3 de jun. de 2007

Paris. Uma noite, um cigarro.

Por Flavia Risi
Juan Xavier.
Este sou eu, ou melhor, era eu. Minha história não é alegre, nem tão pouco a sua deve estar sendo. E é por isso que eu escrevo. Pela nossa dor.
Sou pai. Júlia é meu anjo. Um pingo de gente que há dezoito anos transformou minha vida. Ainda não sei porque decidi escrever. Talvez para me sentir vivo.
É inverno. E é também pela Júlia que estou aqui. Foi ela que me apresentou Camile Claudel.No Chile não tive muito contato com arte, talvez pela falta de tempo, talvez pela falta de inspiração, mas a delicadeza e o prazer com que Júlia me falou, me mostrou e me ensinou fez com que me interessasse, não sei se pela obra, ou se por Júlia. Toda noite em que entrava em seu quarto para um último beijo me paralisava diante da inscrição que ela havia pendurado no canto esquerdo de seu armário: “Há sempre um ausente que me tormenta”.
Hoje, 05 de fevereiro de 2000, me vejo novamente hirto, estagnado, imóvel, quase que sem piscar, diante da mesma frase. Não mais em seu quarto. Não mais em minha casa. Estou aqui, à beira do Rio Sena, à beira deste banco, à beira de Juan. Foi quando assim, perdido em mim mesmo quase não ouvi aquela voz, tão delicada e na mesma intensidade perdida: “O que faz aqui?”
Meus olhos piscaram, pude sentir meus sentidos voltarem. Perplexo, vi uma jovem que não sei se por ironia, ou se por favor, me pareceu ilusão. Sua beleza não enfeitiçava. Cativou-me. Uma beleza que acolhe. E foi perplexo ainda que respondi: “O mesmo que você”, por mais que não o fosse. Eu não fumava (por mais que o frio fizesse da minha boca sair fumaça). Eu não tinha os olhos vermelhos e lacrimosos. Eu não andava em busca de algo, pelo contrario, estava perdido e não fazia questão alguma de achar a mim ou a qualquer coisa.
Havia um ano que uma ausência me atormentava, me enlouquecia, e tudo que eu faria era ficar ali, olhando aquela placa, naquela noite paradoxalmente escura na “Cidade Luz”. Aquela lâmpada ao meu redor era a que iluminava a minha placa: “Aqui morou Camile Claudel” e logo abaixo: “Há sempre um ausente que atormenta”. Se eu pudesse, ficaria ali até, não sei...
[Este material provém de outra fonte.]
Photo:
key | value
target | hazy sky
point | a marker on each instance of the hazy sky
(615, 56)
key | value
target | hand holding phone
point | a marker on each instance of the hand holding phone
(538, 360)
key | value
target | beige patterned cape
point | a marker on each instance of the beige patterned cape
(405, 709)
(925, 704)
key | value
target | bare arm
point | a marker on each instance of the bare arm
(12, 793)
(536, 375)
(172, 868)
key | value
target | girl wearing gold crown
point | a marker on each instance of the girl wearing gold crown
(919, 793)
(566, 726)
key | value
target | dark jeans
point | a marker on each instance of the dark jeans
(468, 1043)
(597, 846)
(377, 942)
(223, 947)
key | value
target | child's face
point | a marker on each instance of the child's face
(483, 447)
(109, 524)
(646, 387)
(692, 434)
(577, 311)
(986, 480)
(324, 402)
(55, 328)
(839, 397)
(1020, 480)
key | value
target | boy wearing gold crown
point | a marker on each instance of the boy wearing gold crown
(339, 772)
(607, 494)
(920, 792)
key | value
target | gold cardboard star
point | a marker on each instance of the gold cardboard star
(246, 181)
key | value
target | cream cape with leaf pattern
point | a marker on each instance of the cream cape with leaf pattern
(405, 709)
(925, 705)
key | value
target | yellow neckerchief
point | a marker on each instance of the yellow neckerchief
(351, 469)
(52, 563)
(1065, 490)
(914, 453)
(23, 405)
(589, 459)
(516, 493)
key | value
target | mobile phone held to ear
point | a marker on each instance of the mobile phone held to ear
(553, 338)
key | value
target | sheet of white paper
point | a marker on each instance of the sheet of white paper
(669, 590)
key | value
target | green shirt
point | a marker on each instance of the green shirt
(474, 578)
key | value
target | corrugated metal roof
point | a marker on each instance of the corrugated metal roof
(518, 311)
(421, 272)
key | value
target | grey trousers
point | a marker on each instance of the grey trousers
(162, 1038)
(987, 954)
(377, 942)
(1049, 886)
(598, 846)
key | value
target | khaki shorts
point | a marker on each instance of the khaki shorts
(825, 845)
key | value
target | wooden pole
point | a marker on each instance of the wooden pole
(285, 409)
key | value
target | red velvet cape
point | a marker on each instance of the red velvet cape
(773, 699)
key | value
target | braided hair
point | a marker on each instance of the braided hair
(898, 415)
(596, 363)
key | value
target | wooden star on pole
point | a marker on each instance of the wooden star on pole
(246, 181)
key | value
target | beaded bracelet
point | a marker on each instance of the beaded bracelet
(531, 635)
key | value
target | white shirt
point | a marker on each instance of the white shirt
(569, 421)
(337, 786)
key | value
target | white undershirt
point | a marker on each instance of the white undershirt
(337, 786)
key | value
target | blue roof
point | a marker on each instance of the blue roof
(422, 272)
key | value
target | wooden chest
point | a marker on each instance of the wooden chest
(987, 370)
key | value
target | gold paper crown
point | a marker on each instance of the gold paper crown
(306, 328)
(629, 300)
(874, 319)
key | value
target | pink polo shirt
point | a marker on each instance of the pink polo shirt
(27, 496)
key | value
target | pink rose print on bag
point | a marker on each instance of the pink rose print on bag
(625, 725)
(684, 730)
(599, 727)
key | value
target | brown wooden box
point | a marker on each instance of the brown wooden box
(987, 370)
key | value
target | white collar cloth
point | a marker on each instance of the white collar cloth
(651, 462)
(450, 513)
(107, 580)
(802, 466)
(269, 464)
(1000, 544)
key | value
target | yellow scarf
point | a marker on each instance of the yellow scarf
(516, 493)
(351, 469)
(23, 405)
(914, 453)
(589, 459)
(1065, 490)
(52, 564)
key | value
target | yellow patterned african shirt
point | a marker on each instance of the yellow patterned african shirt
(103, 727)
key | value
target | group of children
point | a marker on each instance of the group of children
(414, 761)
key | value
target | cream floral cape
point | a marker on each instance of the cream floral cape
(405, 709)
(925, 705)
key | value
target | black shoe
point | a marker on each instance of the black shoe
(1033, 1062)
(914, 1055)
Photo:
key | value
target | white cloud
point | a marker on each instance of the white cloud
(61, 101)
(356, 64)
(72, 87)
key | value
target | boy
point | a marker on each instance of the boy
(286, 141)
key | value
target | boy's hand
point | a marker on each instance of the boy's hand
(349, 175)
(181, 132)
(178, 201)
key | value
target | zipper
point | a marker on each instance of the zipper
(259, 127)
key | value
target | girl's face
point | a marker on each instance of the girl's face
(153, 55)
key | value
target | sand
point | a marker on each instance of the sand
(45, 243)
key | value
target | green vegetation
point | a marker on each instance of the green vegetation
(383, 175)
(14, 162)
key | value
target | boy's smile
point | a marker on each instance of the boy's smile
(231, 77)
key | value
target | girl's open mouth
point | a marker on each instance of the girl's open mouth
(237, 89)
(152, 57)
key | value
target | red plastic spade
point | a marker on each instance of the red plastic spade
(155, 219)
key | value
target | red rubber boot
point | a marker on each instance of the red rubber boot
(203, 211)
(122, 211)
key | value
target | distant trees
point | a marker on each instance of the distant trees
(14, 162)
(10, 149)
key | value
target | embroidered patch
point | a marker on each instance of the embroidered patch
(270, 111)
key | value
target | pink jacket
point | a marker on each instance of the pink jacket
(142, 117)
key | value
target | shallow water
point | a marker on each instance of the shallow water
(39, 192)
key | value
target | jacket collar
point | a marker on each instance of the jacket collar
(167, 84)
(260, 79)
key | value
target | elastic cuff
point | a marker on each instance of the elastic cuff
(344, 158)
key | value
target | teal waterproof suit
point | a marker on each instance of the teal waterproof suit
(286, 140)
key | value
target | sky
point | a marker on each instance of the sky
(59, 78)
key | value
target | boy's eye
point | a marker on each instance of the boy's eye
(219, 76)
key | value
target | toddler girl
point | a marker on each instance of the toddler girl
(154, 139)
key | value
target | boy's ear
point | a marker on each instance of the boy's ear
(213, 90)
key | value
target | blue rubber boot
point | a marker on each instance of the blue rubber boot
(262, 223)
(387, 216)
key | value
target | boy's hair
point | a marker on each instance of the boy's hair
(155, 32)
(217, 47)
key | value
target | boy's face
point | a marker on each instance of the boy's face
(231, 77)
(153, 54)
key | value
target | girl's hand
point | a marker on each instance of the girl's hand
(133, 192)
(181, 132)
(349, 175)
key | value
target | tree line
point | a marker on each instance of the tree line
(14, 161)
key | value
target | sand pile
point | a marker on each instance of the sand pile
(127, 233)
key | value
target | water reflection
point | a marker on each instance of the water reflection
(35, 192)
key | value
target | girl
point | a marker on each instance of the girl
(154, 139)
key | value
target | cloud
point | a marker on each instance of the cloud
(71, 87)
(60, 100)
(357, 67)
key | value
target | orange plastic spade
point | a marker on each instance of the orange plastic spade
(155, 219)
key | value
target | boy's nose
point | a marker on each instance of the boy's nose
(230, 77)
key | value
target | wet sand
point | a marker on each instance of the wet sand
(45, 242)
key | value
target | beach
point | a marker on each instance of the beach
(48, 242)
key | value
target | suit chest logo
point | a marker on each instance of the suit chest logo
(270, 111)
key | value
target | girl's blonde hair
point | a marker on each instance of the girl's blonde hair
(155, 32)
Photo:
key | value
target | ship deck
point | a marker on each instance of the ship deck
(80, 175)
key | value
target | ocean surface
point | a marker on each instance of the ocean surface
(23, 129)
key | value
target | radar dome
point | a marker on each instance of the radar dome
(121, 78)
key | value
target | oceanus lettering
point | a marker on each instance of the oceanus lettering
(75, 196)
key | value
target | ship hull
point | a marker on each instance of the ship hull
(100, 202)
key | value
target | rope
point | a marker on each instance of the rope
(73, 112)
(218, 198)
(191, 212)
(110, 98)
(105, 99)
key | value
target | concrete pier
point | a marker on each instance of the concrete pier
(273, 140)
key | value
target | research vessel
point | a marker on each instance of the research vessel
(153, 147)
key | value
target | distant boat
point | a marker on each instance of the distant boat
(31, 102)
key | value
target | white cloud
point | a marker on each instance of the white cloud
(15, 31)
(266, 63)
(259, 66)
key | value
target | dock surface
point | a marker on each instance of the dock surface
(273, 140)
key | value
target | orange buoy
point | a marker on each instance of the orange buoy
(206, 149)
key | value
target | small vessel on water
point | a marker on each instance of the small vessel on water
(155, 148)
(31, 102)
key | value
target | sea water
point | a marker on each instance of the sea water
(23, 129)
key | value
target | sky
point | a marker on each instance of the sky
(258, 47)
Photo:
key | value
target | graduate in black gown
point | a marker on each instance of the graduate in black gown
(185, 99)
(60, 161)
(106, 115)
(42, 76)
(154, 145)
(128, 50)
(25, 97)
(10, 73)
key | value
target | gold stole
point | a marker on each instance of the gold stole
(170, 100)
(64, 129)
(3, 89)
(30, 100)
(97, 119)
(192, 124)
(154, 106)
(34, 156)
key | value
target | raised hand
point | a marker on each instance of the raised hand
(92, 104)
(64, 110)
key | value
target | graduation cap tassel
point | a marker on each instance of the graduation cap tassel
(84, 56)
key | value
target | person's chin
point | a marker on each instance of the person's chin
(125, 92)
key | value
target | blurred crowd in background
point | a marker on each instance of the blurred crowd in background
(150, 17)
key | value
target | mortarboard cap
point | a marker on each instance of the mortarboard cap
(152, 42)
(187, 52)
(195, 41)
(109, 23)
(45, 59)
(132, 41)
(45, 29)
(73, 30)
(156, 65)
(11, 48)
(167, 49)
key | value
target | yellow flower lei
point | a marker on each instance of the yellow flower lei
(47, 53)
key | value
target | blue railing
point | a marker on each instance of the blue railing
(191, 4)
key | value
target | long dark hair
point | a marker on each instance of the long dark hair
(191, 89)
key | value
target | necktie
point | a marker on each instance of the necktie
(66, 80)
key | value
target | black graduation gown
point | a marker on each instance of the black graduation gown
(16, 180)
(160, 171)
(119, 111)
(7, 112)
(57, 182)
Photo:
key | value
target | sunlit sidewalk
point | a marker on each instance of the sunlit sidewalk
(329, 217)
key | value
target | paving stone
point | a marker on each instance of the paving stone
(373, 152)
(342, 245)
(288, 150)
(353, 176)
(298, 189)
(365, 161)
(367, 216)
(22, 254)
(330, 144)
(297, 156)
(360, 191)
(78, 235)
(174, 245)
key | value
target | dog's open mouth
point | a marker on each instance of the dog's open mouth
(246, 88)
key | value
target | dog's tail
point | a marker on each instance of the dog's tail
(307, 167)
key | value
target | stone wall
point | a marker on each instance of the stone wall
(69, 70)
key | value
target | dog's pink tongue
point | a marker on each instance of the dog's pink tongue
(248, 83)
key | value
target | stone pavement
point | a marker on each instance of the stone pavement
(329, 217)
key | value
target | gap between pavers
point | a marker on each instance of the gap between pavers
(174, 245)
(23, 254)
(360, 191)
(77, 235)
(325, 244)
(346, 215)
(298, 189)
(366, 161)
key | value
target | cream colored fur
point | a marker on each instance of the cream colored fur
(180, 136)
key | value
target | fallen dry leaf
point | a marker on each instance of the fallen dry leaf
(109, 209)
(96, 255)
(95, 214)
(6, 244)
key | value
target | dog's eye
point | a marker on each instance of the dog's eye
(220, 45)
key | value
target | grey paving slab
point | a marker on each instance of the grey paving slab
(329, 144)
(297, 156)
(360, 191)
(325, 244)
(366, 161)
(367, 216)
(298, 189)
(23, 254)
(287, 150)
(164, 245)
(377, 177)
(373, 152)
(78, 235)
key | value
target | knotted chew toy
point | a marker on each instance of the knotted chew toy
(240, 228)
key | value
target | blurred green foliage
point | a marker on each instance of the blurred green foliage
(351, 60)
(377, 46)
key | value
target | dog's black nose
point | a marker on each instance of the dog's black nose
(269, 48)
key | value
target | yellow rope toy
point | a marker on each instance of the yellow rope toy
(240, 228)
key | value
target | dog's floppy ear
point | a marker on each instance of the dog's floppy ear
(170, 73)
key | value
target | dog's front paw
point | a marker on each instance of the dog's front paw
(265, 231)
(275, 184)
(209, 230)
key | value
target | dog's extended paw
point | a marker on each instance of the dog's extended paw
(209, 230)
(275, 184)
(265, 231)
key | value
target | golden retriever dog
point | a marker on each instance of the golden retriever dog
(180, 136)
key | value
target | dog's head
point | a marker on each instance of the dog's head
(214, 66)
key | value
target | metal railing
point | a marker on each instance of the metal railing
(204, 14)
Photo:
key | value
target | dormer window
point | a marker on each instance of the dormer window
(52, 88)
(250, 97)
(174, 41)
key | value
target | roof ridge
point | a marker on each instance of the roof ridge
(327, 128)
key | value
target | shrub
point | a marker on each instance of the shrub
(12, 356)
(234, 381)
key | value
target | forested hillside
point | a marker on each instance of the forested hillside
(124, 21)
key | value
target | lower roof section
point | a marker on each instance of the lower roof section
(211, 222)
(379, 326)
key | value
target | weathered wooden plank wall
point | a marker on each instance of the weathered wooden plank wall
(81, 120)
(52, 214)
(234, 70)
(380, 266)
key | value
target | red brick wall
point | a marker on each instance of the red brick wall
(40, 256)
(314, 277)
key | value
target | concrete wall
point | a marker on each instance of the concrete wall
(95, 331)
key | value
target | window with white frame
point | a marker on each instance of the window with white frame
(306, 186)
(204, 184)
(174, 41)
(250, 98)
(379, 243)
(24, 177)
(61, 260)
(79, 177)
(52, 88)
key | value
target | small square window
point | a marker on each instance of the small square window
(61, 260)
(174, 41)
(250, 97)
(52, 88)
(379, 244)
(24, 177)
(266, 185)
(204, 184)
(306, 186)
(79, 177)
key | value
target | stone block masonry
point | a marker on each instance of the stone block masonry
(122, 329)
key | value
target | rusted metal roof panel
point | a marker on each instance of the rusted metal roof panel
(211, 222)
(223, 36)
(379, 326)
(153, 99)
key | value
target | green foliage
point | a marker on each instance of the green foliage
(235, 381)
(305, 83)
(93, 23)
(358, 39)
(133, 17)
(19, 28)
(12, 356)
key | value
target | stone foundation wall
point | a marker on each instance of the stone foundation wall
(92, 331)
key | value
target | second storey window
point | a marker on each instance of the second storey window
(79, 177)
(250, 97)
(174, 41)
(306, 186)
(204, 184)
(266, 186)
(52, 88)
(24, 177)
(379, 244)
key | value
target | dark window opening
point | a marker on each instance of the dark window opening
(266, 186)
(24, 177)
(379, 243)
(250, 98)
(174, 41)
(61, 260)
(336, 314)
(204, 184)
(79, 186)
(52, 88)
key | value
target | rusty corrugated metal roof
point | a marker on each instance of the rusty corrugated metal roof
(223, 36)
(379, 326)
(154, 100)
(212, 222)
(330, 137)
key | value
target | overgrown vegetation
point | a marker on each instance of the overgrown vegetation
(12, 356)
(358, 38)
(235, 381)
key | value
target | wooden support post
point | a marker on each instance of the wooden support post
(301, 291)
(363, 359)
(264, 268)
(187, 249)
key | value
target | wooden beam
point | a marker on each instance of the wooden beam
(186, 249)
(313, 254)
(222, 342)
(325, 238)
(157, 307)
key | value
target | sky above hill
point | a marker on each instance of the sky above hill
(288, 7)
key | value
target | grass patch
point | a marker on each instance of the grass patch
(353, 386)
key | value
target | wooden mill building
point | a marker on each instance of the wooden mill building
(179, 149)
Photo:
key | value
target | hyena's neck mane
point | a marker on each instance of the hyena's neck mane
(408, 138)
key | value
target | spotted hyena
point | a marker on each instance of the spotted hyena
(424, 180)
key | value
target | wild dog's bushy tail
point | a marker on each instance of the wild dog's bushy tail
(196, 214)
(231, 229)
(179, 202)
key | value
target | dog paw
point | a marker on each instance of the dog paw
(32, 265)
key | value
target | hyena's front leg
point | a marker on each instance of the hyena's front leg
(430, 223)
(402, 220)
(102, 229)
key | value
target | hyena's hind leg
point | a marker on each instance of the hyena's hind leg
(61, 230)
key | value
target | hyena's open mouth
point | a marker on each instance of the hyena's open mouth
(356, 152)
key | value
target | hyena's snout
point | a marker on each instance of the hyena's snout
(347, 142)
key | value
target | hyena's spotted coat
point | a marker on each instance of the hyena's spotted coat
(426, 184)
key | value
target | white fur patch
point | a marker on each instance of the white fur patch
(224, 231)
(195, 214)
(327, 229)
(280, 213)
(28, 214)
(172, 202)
E foi assim, durante alguns segundos de olhos cruzados que tive a primeira reação depois de um ano... Sem dizer mais nada, apenas um leve sorriso no lábio e nos olhos, ela seguiu adiante, como que aliviada com a minha resposta. Meus olhos a seguiram. Compaixão? Medo? Afeto? Só sei que não consegui parar de acompanhá-la. Porém, foi só quando chegou na metade da pequena ponte, e subiu na mureta com ajuda de uma lasca no cimento que eu me levantei. Não! Novamente não.
Corri.
Ainda com os olhos nela eu corri. Quando faltavam uns três passos, quando já podia sentir seu calor, ela tornou a me olhar. Seu olhar me paralisou, como quando entrava no quarto de Júlia. Não mais andei. Entendi. Calei. Ela deu uma última, profunda e delicada tragada, assim como que se despedisse do cigarro – coragem? Prazer? – e com a mesma delicadeza se despediu e se despiu dela mesma. A escuridão só me permitia ver sua silhueta marcada por nuances. Fechei os olhos quando ela abriu os braços. Só tornei a abri-los quando tive certeza de não mais vê-la por ali. O Senhor Deve estar se perguntando porque eu não a agarrei e a impedi. Eu poderia.
“Há muito não sou gente”. Porque gente é inteiro, eu sou metade, ou menos.
Já não sou gente. Sou uma parte que não sabe onde está. Que vive uma inquietação ausente. Espero que o casaco dela, o mesmo com que tal delicadeza ela pousou na mureta, chegue até o Senhor, e que como pai não se sinta culpado, pois todos temos um ausente que atormenta, mas nem todos conseguem conviver com ele. Duas pessoas ao nosso redor não souberam, agora querem que nós aprendamos.